Residents highlight the promenade along the seafront boardwalk in the center of the city, and its shops, cafes and restaurants. You can spend the day at any of the six golf courses in the area or visit the Sierra Madre Mountains for hiking, biking, or canoeing. Other options are whale watching, boating, fishing, dolphin tours or windsurfing. The city has world-class hospitals that offer quality medical care.

Merida, Yucatán

Mérida is also a Spanish colonial city, but unlike small San Miguel de Allende it is a metropolis of almost a million people. It has universities, large corporations, museums, and an international airport with direct flights to the United States.

The city is only half an hour from the coast of the Yucatan Gulf, and there you can invest in houses on the white sand beach for around $ 100,000.

Tulum, Quintana Roo

This is a charming and growing resort town on the southern tip of Mexico's Riviera Maya, with a bohemian vibe that attracts fans of yoga and therapeutic massages. Its spectacular archaeological site is an impressive testament to the civilization that once ruled these lands. At its peak between the 13th and 15th centuries, what are now ruins was a bustling economic and cultural center of the Maya.

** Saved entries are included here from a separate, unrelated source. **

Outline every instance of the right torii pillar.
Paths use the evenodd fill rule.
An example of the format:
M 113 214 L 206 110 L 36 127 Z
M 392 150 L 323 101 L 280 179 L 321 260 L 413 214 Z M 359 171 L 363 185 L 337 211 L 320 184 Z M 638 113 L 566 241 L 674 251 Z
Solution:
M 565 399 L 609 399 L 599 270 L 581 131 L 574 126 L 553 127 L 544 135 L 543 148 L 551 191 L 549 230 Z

It is very close to the warm beaches of the Caribbean Sea, about two hours two hours south of Cancun. New modern home and condo developments have increasingly attracted Americans and their population is believed to exceed 20,000.

Huatulco, Oaxaca

According to official figures, there are only about 56,000 residents in this remote area of southern Mexico, of which about 1,000 are foreigners who own property.

The small town can be traversed from one place to another in about six minutes. It was originally a fishing village and has grown thanks to investments in the 1980s and 1990s. Despite its small population, it has an international airport with service to the United Kingdom, the United States and Canada. Fishing, snorkeling and diving are very popular here, and every year it hosts several fishing tournaments.

Ensenada, Baja California

It is one of the most visited cruise ports in the country, and has numerous luxury housing developments.

Golf, tennis, restaurants, nightclubs, cafes, theaters, fishing, surfing, swimming, diving, and the beaches have drawn foreigners to Ensenada. It hosts many important maritime sporting events each year and is also home to important research institutions. It has the highest concentration of scientists in Mexico.